Наконец ступеньки кончились, и Терри шагнул на выложенный плитами пол. Оглядевшись, он увидел на стенах множество тусклых металлических труб, изгибавшихся в разные стороны, будто подвыпивший церковный орган. Пробежав взглядом вдоль одной из них, Терри обнаружил, что она кончается отверстием, напоминающим вентиляционное. Но гораздо больше его заинтересовала дверь с небольшим окошком, через которое проникал свет. Терри предположил, что колодец относится к метрополитену, тем более что из-за стен доносился глухой гул механизмов, тянуло холодом.

Он медленно подошел к двери и прильнул к окошку с толстым стеклом, испещренным царапинами. Терри не поверил своим глазам: он увидел картину, напоминавшую старый черно-белый фильм на зернистой пленке. Там была улица, освещенная загадочными мерцающими сферами, в которых лениво шевелились языки пламени. По улице ходили люди. Страшные люди. Бледные худые призраки в старинных одеждах.

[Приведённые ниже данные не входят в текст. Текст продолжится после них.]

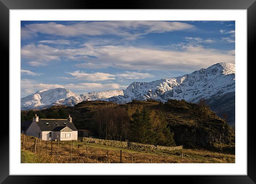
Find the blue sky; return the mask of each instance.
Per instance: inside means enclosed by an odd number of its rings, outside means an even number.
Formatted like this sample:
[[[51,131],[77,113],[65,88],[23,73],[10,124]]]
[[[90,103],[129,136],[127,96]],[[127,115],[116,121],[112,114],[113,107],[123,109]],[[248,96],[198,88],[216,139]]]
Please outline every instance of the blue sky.
[[[125,89],[235,63],[235,21],[22,21],[21,94]]]

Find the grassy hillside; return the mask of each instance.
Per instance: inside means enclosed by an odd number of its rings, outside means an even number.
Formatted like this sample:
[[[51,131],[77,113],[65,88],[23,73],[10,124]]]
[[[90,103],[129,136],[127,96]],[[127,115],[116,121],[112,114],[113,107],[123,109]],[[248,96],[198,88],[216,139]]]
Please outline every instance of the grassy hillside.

Терри никогда не был религиозным человеком и в церковь ходил только на венчание и отпевание знакомых, но тут задумался: а не заглянул ли он ненароком в какой-нибудь уголок ада или старомодный парк в чистилище? Отшатнувшись от окошка, он перекрестился, сбивчиво бормоча молитвы, в панике взбежал вверх по лестнице и завалил дверь всем, что попалось под руку, чтобы демоны не выбрались наружу.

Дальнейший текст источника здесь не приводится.